BRIEF DESCRIPTION OF THE DRAWINGS
[0068] The features and advantages of the present invention will be
more apparent from the following description of the preferred
embodiments with reference to the accompanying drawing, on
which
[0069] FIG. 1 schematically illustrates a hand-held radio
communication terminal in which the present invention may be
employed;
[0070] FIG. 2 schematically illustrates a system for communicating
between a first terminal and a second terminal over a
communications network, configured in accordance with an embodiment
of the invention;
[0071] FIGS. 3 and 4 schematically illustrate the use of an
embodiment of a terminal configured to record and store an audio
signal to be processed in accordance with the invention; and
[0072] FIGS. 5 and 6 schematically illustrate the use of a terminal
for making a sponsored call, making use of an embodiment of the
invention.
DETAILED DESCRIPTION OF PREFERRED EMBODIMENTS
[0073] The present description relates to the field of voice
communication using communication terminals. Such communication
terminals may include DECT telephones or even traditional analog
telephones, connectable to a PSTN wall outlet by means of a cord.
Another alternative is an IP telephone. The communication terminals
may also be radio communication terminals, such as mobile phones
operable for communication through a radio base station, or even
directly to each other. For the sake of clarity, most embodiments
described herein relate to an embodiment in mobile radio telephony,
being the best mode of the invention known to date. Furthermore, it
should be emphasized that the term comprising or comprises, when
used in this description and in the appended claims to indicate
included features, elements or steps, is in no way to be
interpreted as excluding the presence of other features elements or
steps than those expressly stated.
[0074] Preferred embodiments will now be described with reference
to the accompanying drawings.
[0075] FIG. 1 illustrates an electronic device in the form of a
portable communication terminal 10, such as mobile telephone, which
may be employed in an embodiment of the invention. Terminal 10
comprises a support structure 11 including a housing, and a user
interface operable for input and output purposes. The user
interface includes a keypad or keyboard 12 and a display 13. As an
alternative solution, display 13 may be touch-sensitive, and serve
as an input interface in addition to or instead of keypad 12.

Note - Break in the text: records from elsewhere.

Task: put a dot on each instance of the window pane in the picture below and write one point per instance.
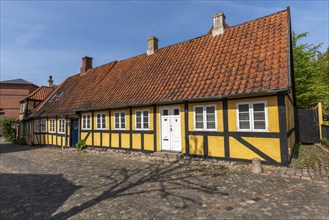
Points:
(259, 107)
(244, 125)
(210, 110)
(244, 108)
(211, 117)
(198, 110)
(199, 125)
(259, 116)
(199, 118)
(259, 125)
(211, 125)
(244, 116)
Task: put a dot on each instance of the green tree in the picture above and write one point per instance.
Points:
(8, 129)
(310, 72)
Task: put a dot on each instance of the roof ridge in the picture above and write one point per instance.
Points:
(204, 35)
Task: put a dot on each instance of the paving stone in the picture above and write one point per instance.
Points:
(43, 183)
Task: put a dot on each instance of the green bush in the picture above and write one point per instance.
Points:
(8, 128)
(20, 141)
(81, 145)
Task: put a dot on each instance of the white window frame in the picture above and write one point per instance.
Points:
(142, 119)
(51, 125)
(204, 118)
(61, 130)
(84, 121)
(120, 128)
(44, 123)
(101, 127)
(36, 126)
(251, 116)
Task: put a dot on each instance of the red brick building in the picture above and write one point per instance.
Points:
(11, 93)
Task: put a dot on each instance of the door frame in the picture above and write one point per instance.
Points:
(160, 111)
(71, 126)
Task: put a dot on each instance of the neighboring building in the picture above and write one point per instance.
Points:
(11, 93)
(228, 94)
(28, 104)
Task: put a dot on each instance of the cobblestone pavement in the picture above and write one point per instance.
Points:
(43, 183)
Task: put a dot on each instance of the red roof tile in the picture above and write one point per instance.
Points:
(247, 58)
(41, 93)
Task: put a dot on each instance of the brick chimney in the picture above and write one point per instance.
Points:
(87, 63)
(219, 25)
(152, 45)
(50, 81)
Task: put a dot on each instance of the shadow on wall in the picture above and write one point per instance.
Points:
(30, 194)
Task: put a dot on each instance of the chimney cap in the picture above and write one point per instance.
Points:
(219, 14)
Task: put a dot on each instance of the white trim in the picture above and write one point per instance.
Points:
(142, 120)
(52, 131)
(125, 128)
(59, 124)
(45, 120)
(251, 116)
(85, 128)
(101, 113)
(180, 118)
(36, 126)
(204, 117)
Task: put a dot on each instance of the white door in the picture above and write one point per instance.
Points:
(170, 129)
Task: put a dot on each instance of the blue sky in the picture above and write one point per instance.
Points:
(42, 38)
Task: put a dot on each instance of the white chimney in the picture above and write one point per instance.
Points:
(152, 45)
(219, 24)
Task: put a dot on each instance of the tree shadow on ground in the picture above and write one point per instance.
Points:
(169, 179)
(25, 196)
(10, 148)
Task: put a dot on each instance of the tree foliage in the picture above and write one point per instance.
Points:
(311, 72)
(8, 128)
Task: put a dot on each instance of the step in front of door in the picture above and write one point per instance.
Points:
(168, 155)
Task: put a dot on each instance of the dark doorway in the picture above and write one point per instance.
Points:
(308, 125)
(74, 132)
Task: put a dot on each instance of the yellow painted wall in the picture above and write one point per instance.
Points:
(219, 114)
(196, 144)
(239, 151)
(115, 140)
(137, 141)
(216, 146)
(269, 146)
(272, 112)
(148, 142)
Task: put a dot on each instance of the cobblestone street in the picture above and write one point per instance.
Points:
(43, 183)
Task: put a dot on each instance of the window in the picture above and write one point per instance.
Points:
(86, 121)
(142, 120)
(52, 126)
(36, 126)
(100, 120)
(120, 120)
(205, 117)
(252, 116)
(61, 126)
(43, 125)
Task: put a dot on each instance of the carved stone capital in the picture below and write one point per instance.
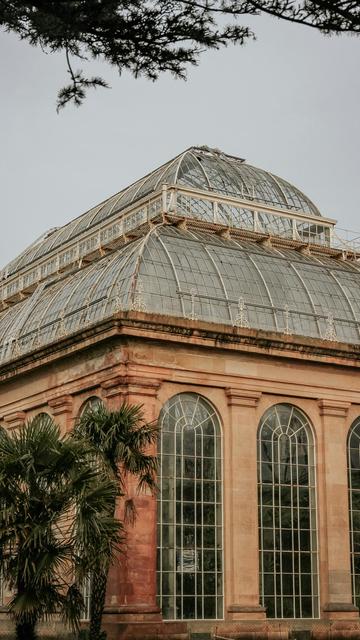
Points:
(335, 408)
(15, 420)
(60, 405)
(242, 397)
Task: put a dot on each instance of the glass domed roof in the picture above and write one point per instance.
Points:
(194, 275)
(200, 168)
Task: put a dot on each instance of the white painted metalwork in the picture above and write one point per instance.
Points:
(289, 583)
(330, 332)
(190, 547)
(241, 319)
(287, 329)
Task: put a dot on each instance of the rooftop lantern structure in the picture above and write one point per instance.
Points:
(204, 237)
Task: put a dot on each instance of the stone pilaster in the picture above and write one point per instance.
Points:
(132, 583)
(243, 563)
(62, 410)
(335, 512)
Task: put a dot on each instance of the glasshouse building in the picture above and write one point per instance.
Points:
(216, 295)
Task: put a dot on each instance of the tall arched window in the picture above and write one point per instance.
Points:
(90, 403)
(354, 506)
(287, 514)
(190, 574)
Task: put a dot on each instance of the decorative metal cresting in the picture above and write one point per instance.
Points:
(287, 329)
(241, 319)
(138, 303)
(61, 331)
(193, 315)
(117, 300)
(17, 348)
(330, 332)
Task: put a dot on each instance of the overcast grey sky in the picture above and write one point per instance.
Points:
(289, 103)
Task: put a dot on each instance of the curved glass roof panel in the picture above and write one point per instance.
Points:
(193, 275)
(198, 168)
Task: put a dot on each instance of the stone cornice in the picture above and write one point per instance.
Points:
(242, 397)
(125, 385)
(60, 405)
(333, 408)
(15, 420)
(130, 325)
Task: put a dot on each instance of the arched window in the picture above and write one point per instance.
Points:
(90, 403)
(354, 506)
(190, 574)
(287, 514)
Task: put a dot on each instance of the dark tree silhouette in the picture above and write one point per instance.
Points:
(153, 36)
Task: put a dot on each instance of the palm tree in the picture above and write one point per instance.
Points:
(120, 441)
(54, 509)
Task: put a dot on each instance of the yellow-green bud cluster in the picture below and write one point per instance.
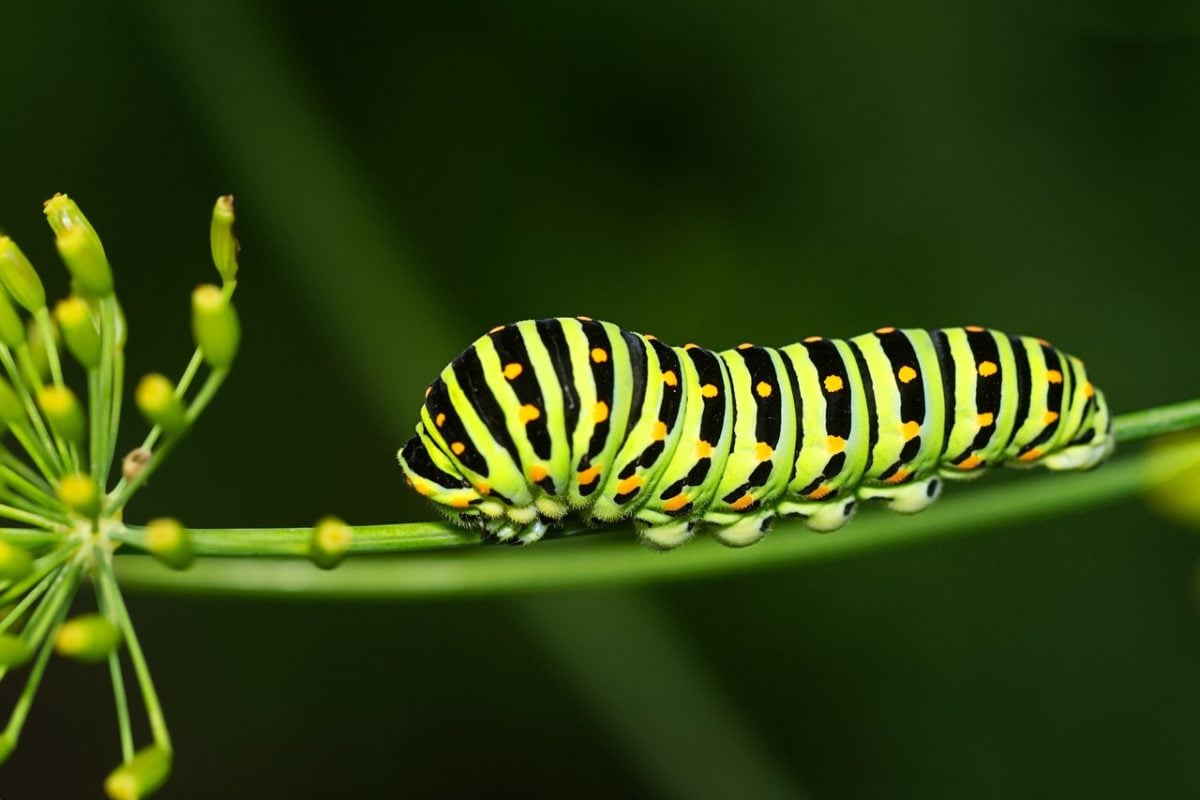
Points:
(141, 775)
(330, 542)
(79, 493)
(225, 244)
(13, 651)
(88, 637)
(215, 326)
(171, 542)
(63, 411)
(79, 330)
(157, 402)
(19, 277)
(79, 246)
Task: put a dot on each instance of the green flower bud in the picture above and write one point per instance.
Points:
(12, 330)
(215, 326)
(330, 542)
(171, 542)
(225, 244)
(15, 561)
(157, 401)
(37, 352)
(19, 277)
(79, 493)
(141, 775)
(79, 330)
(63, 411)
(85, 259)
(13, 651)
(12, 411)
(88, 637)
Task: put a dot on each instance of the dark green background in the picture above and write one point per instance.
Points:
(408, 178)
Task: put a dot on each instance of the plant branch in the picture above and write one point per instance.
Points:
(609, 559)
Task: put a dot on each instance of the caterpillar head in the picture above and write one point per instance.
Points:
(431, 475)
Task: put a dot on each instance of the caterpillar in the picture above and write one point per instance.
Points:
(571, 415)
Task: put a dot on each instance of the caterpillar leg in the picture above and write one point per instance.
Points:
(909, 498)
(747, 530)
(1080, 456)
(511, 533)
(666, 535)
(821, 517)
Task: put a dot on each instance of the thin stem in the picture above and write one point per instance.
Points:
(190, 372)
(606, 559)
(17, 721)
(107, 582)
(21, 515)
(95, 432)
(59, 594)
(115, 420)
(118, 677)
(30, 597)
(41, 449)
(22, 480)
(109, 390)
(66, 451)
(42, 567)
(30, 537)
(125, 489)
(294, 541)
(1157, 421)
(42, 318)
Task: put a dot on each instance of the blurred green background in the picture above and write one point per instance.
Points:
(409, 176)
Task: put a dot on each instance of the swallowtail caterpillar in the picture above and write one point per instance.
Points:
(550, 417)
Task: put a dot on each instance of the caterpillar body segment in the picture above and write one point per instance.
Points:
(562, 416)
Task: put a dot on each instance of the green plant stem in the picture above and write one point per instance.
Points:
(40, 449)
(69, 455)
(294, 541)
(125, 489)
(190, 372)
(1157, 421)
(30, 597)
(42, 318)
(118, 678)
(426, 535)
(42, 567)
(609, 558)
(21, 515)
(107, 584)
(19, 477)
(108, 413)
(60, 594)
(17, 721)
(29, 537)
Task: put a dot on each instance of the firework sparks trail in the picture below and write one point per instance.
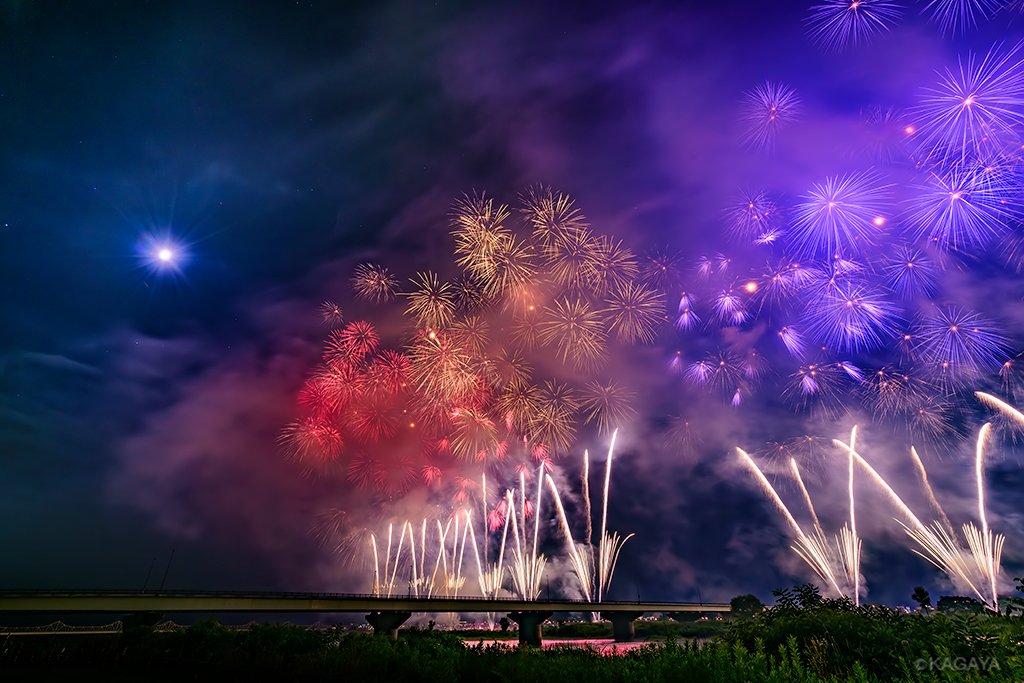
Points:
(930, 493)
(940, 547)
(813, 550)
(806, 495)
(1001, 407)
(852, 542)
(581, 568)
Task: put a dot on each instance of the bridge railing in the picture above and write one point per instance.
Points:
(313, 596)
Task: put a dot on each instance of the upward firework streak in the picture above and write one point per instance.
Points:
(972, 563)
(593, 572)
(845, 298)
(976, 567)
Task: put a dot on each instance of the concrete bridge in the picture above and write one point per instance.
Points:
(384, 614)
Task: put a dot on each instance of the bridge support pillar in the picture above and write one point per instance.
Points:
(529, 626)
(622, 625)
(387, 622)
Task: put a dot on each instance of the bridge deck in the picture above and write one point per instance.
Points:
(180, 601)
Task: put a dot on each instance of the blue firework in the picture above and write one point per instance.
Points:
(910, 273)
(955, 16)
(851, 316)
(962, 208)
(766, 110)
(975, 110)
(837, 24)
(843, 214)
(956, 344)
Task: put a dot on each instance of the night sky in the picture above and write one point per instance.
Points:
(274, 146)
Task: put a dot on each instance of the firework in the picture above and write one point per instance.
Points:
(607, 404)
(374, 283)
(722, 371)
(478, 228)
(817, 385)
(955, 16)
(475, 434)
(351, 343)
(576, 330)
(634, 312)
(956, 344)
(311, 438)
(960, 209)
(331, 313)
(840, 214)
(441, 369)
(614, 265)
(910, 273)
(894, 391)
(430, 301)
(551, 214)
(976, 566)
(837, 24)
(729, 307)
(851, 316)
(1000, 406)
(812, 549)
(975, 110)
(753, 216)
(794, 341)
(886, 131)
(767, 109)
(662, 270)
(571, 259)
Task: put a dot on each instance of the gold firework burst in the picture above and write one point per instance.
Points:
(374, 283)
(441, 370)
(479, 231)
(576, 330)
(635, 312)
(607, 404)
(550, 214)
(474, 436)
(552, 423)
(571, 259)
(430, 301)
(516, 404)
(331, 313)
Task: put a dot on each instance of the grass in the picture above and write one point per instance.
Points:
(803, 638)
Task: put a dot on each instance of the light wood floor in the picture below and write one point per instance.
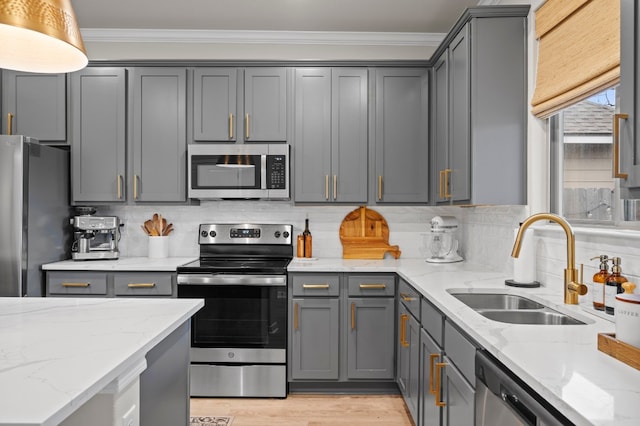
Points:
(307, 410)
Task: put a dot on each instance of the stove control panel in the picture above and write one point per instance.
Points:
(245, 233)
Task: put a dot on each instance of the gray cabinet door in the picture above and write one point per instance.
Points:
(370, 348)
(315, 338)
(349, 135)
(408, 360)
(430, 354)
(312, 134)
(98, 135)
(158, 139)
(459, 134)
(37, 103)
(214, 104)
(401, 136)
(265, 104)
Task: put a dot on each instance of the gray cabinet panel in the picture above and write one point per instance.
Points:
(315, 338)
(401, 136)
(214, 104)
(265, 104)
(98, 108)
(37, 103)
(370, 349)
(159, 134)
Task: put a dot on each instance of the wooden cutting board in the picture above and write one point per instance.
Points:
(364, 234)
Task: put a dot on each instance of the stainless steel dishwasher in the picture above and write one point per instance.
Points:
(502, 399)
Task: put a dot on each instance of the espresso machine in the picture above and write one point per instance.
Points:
(95, 237)
(443, 241)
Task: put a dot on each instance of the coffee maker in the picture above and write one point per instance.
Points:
(95, 237)
(443, 242)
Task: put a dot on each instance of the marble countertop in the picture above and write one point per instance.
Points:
(122, 264)
(57, 353)
(561, 363)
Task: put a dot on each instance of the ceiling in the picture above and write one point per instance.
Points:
(413, 16)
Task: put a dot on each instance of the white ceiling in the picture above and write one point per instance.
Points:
(421, 16)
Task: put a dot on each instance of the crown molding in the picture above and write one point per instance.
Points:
(117, 35)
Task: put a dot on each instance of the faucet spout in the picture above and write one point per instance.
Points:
(572, 285)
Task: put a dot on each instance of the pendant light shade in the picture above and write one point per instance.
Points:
(40, 36)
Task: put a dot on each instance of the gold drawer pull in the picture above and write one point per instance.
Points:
(315, 285)
(373, 286)
(76, 285)
(141, 285)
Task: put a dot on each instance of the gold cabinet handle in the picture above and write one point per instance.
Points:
(316, 286)
(335, 187)
(353, 315)
(373, 286)
(616, 145)
(403, 330)
(439, 367)
(326, 187)
(432, 358)
(83, 285)
(141, 285)
(9, 124)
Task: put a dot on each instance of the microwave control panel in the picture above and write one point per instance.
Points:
(276, 172)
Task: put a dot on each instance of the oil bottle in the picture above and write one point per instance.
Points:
(613, 286)
(599, 280)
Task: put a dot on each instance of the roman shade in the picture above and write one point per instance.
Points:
(578, 52)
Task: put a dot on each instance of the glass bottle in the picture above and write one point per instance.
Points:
(599, 280)
(613, 286)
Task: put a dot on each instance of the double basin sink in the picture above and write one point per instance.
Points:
(513, 309)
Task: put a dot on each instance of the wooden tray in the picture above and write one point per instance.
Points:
(364, 234)
(621, 351)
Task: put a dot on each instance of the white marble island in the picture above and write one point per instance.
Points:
(62, 359)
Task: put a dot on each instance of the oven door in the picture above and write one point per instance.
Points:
(244, 318)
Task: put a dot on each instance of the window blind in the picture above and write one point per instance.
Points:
(578, 52)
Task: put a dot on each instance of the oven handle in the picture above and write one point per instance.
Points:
(248, 280)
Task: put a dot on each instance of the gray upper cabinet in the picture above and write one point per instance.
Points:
(240, 104)
(629, 161)
(36, 104)
(98, 135)
(401, 172)
(479, 109)
(331, 135)
(158, 135)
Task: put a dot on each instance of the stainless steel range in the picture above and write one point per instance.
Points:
(239, 337)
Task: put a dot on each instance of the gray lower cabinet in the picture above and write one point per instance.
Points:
(110, 284)
(240, 104)
(479, 109)
(35, 105)
(401, 141)
(98, 135)
(331, 134)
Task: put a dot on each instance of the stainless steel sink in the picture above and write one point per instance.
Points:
(513, 309)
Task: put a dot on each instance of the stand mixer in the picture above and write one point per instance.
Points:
(443, 243)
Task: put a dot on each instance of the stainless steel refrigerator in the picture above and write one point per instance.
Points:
(34, 213)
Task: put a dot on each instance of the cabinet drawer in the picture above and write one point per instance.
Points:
(77, 283)
(432, 321)
(372, 285)
(461, 351)
(409, 297)
(316, 285)
(142, 284)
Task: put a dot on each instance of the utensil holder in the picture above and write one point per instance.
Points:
(158, 247)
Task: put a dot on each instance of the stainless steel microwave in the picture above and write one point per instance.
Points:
(238, 171)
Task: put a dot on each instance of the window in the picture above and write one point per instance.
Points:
(583, 187)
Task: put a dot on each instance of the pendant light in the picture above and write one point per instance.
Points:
(40, 36)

Terminal 10 also includes an audio interface comprising a
microphone 14 and a speaker 15, usable for performing a speech
conversation with a remote party according to the established art.
Furthermore, terminal 10 typically includes radio transceiver
circuitry, an antenna, a battery, and a microprocessor system
including associated software and data memory for radio
communication, all carried by support structure 11 and contained
within the housing. The specific function and design of the
electronic device as a communication terminal is as such of little
importance to the invention, and will therefore not be described in
any greater detail.
[0076] The invention involves speech recognition of a voice
conversation using a terminal, and retrieval and presentation of
information related to identified keywords of the voice
conversation. Different embodiments will be outlined below, where
different tasks of the invention are carried out at different
places in a voice communication system. For the sake of simplicity,
one and the same drawing shown in FIG. 2 will be used for
describing the functional relationship between included elements of
the different embodiments, even though not all elements of FIG. 2
need to be included in every embodiment. Use cases for specific
embodiments are further described with references to separate
drawings.
[0077] FIG. 2 shows a schematic representation of a system for
receiving information, which makes use of speech recognition. The
system comprises a first communication terminal 10 and a second
communication terminal 30, which are configured to exchange audio
signals in a voice conversation. For this purpose, both terminals
are equipped with an audio interface as explained with reference to
FIG. 1. Terminals 10 and 30 need not be identical, nor do they have
to be the same type of communication terminals. As an example,
terminal 10 may be a cellular mobile phone while terminal 30 is a
standard PSTN phone. For the sake of simplicity, the functional
details and process steps carried out will mainly be described for
the first terminal 10.
[0078] Terminals 10 and 30 may be interconnected by means of wire
and an intermediate telephony network, by radio and an intermediate
radio communications network, or even directly with each other in
certain embodiments. FIG. 2 illustrates an embodiment where both
terminals 10 and 30 are mobile phones, communicating over a radio
communications network 40, such as a WCDMA network.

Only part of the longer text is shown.